Все, о чем я способен сейчас думать, это череп того парня, проломленный, разбитый, совсем не похожий на голову, напоминающий дурацкую физиономию растрепанной тряпичной куклы. Я думаю о том, что, когда ломаешь, уничтожаешь что-то, когда обходишься с чем-то по-звериному жестоко, оно, это что-то, выглядит изуродованным, обезображенным, немного нереальным и нечеловеческим, и это облегчает твою задачу, позволяет глумиться, калечить, давить, пока ты не уничтожаешь это что-то совершенно, доказывая тем самым, что уничтожение естественно для человеческого духа, что природа снабдила нас механизмами, дающими возможность разрушать и не ломаться при этом самим; она изобрела, придумала, как сделать, чтобы самые праведные, жаждая действий, совершали их, не страшась последствий; она изобрела способ низводить нас до состояния ниже человеческого, когда мы преступаем закон...
...но она была не права. Она попыталась доказать что-то мне и поступила неверно. Или, может, хотела заставить меня доказывать что-то ей, проявлять свои к ней чувства. Но я не поддамся, не уступлю. Никогда. И, конечно, ей не следовало делать то, что она сделала.
Тоул замолчал. Ждет от нас ответа. Мы повторяем то, что уже изложено в отчете. Что отправили Даги Гиллмана на встречу с представителями Форума, а дорогуше Мэнди Драммонд поручили заниматься молотком.
Что касается нас, меня лично, то я веду активное наблюдение за противником.
- Прижми этих ублюдков, прижми чертовых фашистов, - говорит нам Тоул.
Интересно, обнаружил ли он пропажу своего драгоценного манускрипта? Бедный, бедный Тоули-бой.
Тоул, конечно, враг. Это абсолютно, кристально ясно. Мы вынуждены работать с ним, так как открытое противодействие только возбудило бы в нем подозрения, но наша стратегия не меняется: выявлять понемногу слабые места и расшатывать под ним стул. Такая стратегия уже принесла определенные дивиденды. И ради достижения цели мы должны пока не давать выхода ненависти и презрению.
Мы пренебрегали своими обязанностями. Слишком много времени отнимали другие дела. Одержимость шлюхами. Погоня за красотками. Сдержанность. Самоконтроль. Нам нужно освободиться от своих влечений. Нам нужно сдерживаться.

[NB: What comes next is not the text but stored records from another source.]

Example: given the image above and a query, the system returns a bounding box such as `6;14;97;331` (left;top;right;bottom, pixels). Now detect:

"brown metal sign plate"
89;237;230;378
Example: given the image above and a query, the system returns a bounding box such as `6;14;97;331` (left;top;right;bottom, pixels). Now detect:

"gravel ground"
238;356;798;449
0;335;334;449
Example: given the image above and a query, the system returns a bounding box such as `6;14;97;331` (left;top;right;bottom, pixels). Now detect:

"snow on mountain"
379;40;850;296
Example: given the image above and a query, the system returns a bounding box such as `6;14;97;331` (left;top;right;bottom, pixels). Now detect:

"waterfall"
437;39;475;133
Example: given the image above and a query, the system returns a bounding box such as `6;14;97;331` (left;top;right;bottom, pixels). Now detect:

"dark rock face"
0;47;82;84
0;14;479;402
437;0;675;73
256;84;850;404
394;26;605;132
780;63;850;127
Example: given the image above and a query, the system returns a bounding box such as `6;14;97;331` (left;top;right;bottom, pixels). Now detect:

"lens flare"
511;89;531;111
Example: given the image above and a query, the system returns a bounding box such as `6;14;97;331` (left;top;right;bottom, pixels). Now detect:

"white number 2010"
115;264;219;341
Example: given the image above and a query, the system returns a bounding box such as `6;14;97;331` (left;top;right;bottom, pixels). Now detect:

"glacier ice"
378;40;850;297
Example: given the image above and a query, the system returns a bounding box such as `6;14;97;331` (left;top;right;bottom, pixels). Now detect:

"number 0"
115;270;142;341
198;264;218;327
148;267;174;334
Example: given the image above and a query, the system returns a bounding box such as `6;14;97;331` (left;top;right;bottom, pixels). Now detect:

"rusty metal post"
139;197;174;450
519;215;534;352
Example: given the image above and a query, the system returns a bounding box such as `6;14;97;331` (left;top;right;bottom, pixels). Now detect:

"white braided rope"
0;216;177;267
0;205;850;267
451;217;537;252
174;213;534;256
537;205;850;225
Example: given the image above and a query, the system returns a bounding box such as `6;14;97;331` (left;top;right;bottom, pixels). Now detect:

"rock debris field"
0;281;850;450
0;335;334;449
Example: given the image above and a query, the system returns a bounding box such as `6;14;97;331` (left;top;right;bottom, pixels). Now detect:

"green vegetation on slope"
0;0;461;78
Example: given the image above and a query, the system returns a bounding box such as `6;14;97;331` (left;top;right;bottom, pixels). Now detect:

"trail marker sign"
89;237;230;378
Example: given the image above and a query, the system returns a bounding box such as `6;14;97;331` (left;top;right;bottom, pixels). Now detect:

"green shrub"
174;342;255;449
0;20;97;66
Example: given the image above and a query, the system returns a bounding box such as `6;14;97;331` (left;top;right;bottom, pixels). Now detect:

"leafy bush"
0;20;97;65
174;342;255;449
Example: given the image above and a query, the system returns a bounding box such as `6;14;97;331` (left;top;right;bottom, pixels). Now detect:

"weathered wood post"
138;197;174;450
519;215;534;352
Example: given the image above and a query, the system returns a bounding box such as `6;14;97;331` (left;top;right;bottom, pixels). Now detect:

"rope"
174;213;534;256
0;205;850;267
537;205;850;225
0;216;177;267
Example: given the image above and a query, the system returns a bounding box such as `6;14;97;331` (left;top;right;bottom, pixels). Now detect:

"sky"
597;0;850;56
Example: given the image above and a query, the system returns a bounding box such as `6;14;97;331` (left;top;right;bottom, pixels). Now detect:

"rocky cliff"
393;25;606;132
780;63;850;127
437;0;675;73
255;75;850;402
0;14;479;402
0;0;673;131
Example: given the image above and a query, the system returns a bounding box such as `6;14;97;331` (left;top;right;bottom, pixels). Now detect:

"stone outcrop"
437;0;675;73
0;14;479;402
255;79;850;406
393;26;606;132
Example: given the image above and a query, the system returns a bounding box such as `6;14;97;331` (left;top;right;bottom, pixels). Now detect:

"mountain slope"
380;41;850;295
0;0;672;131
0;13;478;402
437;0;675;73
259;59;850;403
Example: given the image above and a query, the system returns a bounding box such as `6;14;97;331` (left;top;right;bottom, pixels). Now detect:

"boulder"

(есть, есть, есть, внешнее окружение враждебно. Там нет пищи. Здесь есть все. Есть есть есть. Расти, становиться сильнее, толще, длиннее. Хозяин знает о моем существовании. Есть есть есть. Но есть и что-то еще. Есть, есть. Если существую я, то должны быть другие. Такие же. Я чувствую их. Чувствую, что меня окружает не только внутренняя ткань Хозяина. Я чувствую того, кого буду называть Другим. Я не один. Рядом родственная душа. Мы общаемся друг с другом, обмениваясь через наши тела химическими веществами и сливаясь душами... чтобы соединиться, подняться к новой судьбе... намного лучшей унылого и одинокого существования здесь, в этом огромном туннеле внутренностей нашего Хозяина. Мы с ним слишком разные, чтобы он считал нас равными себе. Этот парень думает, что мы всего лишь паразиты, питающиеся содержимым его внутренностей. Мы подвергаемся нападениям. Нас буквально обстреливают едкие химикалии. Но мы любим Хозяина. Да, любим. Потому что мы должны его любить. А как мы можем не любить его? Мы любим его больше, чем себя. Моя ничтожная жизнь не наносит, ему ни малейшего вреда. И, видит Бог, я вовсе не хочу, чтобы какое-то другое живое существо страдало ради спасения меня. А вот Другой, он иной. Он понимает меня. Мы питаем друг друга, дышим, едим, выделяем экскременты, переплетаемся и путешествуем по внутренностям нашего славнейшего Хозяина.)
Вхожу в кабинет. Вид у Тоула расстроенный, если не сказать убитый. Странно, но почему-то это не доставляет мне ни какого удовольствия. Что-то не так. Со мной. Мне не по себе. Надо меньше пить. Чертов алкоголь меня доконает.
Думал, что, может быть, стоит пошантажировать Тоула, заручиться его поддержкой при решении вопроса о повышении в обмен на сценарий, пусть и без первых трех страниц. Некоторое время речь идет только о безнадежно затормозившем расследовании дела Вури, потом Тоул говорит:
- Что-то все у меня не ладится, брат Робертсон.